Minnesota law requires that every employer provide workers’ compensation insurance to their employees either by acquiring a policy through an insurance provider or by becoming an approved self-insured employer by the Minnesota Department of Commerce.
Your employer’s insurance provider, should your employer have one, will determine whether your employer will accept primary liability for your claim.
In order to receive benefits, your injury or disability must have occurred during or as a result of your employment. Your ability to work or return to work will largely affect whether you will be able to receive benefits and the kind and amount of benefits you could be entitled to.
Under Minnesota workers’ compensation law, you may be entitled to a variety of benefits depending on the circumstances surrounding your claim. These can include wage-loss benefits, compensation for the loss of use to a body part, medical benefits, or vocational rehabilitation.
- Wage-loss benefits are paid to an injured employee depending on the scope and disability caused by the at-work injury. Your condition will be categorized based on how your disability affects your ability to work or likelihood of employment as a result. You may qualify to receive benefits as one or more of the following:
- Temporary Total Disability: You are unable to return to any form of work and are paid in the same manner and frequency as you would have received wages pre-injury. However, you should not expect to receive the same amount of wages as you previously earned. Often, your benefits will be a fraction or percentage of your previous earnings set or calculated based on a number of factors.
- Temporary Partial Disability: These are benefits paid to you to compensate in the difference of wage earnings should you be able to return to work, but in a lesser capacity because your injury has prevented you from earning wages equivalent to those you made pre-disability.
- Permanent Partial Disability: This is a payment made to you for the permanent loss of use or function to a body part as a result of your injury.

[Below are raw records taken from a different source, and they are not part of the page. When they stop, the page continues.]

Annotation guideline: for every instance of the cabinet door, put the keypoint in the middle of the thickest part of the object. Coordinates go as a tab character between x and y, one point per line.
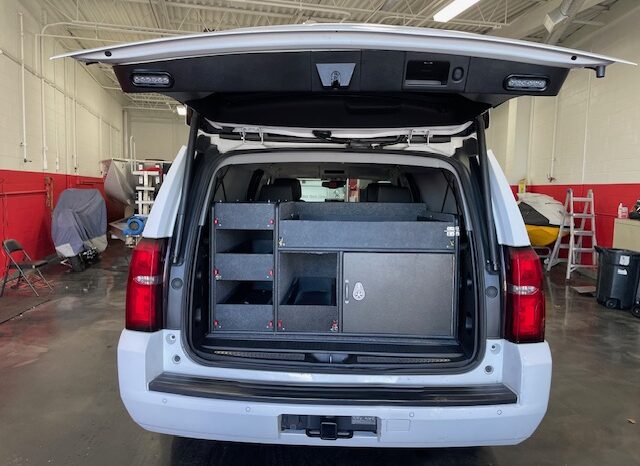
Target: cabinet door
396	293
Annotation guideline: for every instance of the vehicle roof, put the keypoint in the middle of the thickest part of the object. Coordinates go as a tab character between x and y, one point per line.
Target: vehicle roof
342	36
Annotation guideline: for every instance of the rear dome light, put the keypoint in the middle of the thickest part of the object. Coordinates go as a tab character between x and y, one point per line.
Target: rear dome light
525	297
144	286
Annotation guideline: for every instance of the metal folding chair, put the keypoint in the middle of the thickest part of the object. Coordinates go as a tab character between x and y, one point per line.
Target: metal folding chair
23	265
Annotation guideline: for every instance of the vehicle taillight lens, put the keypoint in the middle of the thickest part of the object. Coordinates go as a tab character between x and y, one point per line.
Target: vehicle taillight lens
525	297
144	286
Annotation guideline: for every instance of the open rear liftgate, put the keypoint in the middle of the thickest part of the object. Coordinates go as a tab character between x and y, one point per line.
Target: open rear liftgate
324	268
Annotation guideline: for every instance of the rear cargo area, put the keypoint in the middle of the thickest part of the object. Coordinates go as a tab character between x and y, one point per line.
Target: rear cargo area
349	282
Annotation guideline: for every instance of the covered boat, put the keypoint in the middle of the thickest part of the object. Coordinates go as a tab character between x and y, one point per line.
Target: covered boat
542	216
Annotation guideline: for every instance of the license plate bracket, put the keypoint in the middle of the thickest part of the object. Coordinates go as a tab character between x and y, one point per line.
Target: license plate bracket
329	427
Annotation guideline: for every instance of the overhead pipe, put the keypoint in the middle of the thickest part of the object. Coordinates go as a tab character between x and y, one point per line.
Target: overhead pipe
75	116
561	18
43	114
24	97
298	6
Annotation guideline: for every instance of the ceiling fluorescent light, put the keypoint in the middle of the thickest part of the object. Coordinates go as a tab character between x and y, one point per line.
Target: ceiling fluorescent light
453	9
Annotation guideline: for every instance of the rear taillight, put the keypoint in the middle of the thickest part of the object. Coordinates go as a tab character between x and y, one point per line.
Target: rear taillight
144	286
525	297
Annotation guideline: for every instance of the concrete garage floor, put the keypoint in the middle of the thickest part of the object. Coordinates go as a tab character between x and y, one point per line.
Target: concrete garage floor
59	401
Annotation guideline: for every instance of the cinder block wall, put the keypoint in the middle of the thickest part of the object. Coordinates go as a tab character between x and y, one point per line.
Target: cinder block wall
588	137
82	125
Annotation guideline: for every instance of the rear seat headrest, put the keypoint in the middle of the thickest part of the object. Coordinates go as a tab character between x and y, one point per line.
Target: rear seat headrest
381	192
281	190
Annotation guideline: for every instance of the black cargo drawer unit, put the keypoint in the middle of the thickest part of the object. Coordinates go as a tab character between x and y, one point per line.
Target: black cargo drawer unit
242	267
328	268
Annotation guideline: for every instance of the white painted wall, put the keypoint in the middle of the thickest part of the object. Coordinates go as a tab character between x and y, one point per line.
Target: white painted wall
157	135
83	122
590	132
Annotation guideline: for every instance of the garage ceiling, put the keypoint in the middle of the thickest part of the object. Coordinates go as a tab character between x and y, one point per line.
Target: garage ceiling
93	23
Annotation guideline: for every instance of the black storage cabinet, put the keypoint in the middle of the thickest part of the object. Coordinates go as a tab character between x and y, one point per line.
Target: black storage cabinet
324	268
618	275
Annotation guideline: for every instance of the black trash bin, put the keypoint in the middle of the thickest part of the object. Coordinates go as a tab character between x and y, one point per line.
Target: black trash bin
618	276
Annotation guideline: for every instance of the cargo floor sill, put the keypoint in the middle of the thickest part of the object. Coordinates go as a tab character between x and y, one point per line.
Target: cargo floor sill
476	395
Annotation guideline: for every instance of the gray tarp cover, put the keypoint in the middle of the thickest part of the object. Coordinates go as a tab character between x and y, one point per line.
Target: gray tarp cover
79	222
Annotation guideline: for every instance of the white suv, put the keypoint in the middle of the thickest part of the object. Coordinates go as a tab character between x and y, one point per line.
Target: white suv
406	310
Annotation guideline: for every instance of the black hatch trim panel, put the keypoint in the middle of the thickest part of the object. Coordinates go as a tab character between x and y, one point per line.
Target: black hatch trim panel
202	387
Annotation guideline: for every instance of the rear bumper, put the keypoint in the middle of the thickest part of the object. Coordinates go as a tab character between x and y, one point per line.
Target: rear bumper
145	358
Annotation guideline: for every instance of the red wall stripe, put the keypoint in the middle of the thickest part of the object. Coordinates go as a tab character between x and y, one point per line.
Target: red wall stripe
24	211
607	197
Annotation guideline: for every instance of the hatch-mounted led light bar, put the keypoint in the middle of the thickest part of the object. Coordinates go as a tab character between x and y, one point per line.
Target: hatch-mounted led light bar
526	83
151	79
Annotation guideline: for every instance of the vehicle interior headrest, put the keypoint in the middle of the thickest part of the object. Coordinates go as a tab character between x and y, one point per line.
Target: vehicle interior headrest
281	190
382	192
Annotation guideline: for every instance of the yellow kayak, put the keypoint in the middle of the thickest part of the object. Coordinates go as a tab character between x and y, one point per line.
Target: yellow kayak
542	236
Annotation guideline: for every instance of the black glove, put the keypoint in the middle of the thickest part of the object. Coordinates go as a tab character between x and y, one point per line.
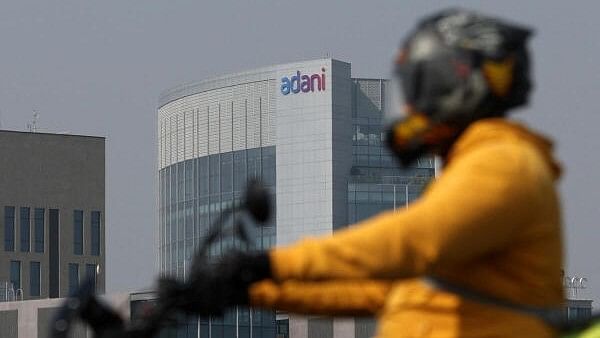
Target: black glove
221	285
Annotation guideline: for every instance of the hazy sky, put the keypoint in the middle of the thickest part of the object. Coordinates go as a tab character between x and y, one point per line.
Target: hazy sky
97	67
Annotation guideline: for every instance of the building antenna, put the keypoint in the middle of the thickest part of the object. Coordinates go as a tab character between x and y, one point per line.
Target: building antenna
32	125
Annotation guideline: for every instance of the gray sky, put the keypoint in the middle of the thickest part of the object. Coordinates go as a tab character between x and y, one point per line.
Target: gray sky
97	67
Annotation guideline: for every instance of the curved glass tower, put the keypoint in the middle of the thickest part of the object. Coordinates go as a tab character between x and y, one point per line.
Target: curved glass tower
312	134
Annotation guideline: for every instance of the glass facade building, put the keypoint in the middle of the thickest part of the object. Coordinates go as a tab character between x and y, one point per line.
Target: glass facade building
318	147
53	192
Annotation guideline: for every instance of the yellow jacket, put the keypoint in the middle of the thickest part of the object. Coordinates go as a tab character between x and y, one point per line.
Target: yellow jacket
491	222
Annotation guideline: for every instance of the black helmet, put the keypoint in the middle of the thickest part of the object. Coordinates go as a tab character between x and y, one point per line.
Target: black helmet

- Dependents’ and survivors’ benefits: Payments, usually paid in intervals, to your dependents or survivors in the event that the work-related injury results in your death.
- Cost-of-living Adjustments: adjustments made to your benefits scheme to compensate for changes in standards of living as well as changes to your own cost of living as a result of your injury.
Usually a claim will arise from a dispute or denial relating to your employer’s or your employer’s insurance provider’s decision to accept liability. Make sure you understand the situation and why a denial has been made, if that is the situation. You may call the insurance’s claim adjuster and gather some information or clarify any potential mistakes or errors in your claim file.
The Department facilitates alternative dispute resolution programs and also provides information about the options available to you. Mediation could be one possible solution in resolving your workers’ compensation claim. The department provides mediators experienced in workers’ compensation law to help you to arrive at a mutually agreeable settlement between you and the other party.
You may also choose a more formal route by pursuing an administrative conference. There, a staff member at the Department will conduct a conference to help to settle or resolve the matters in dispute within your claim. If an agreement cannot be reached, a Decision of Order issued. This determination may be appealed.
A Decision of Order may be appealed to the state court of appeals within thirty days of receiving a notice of determination.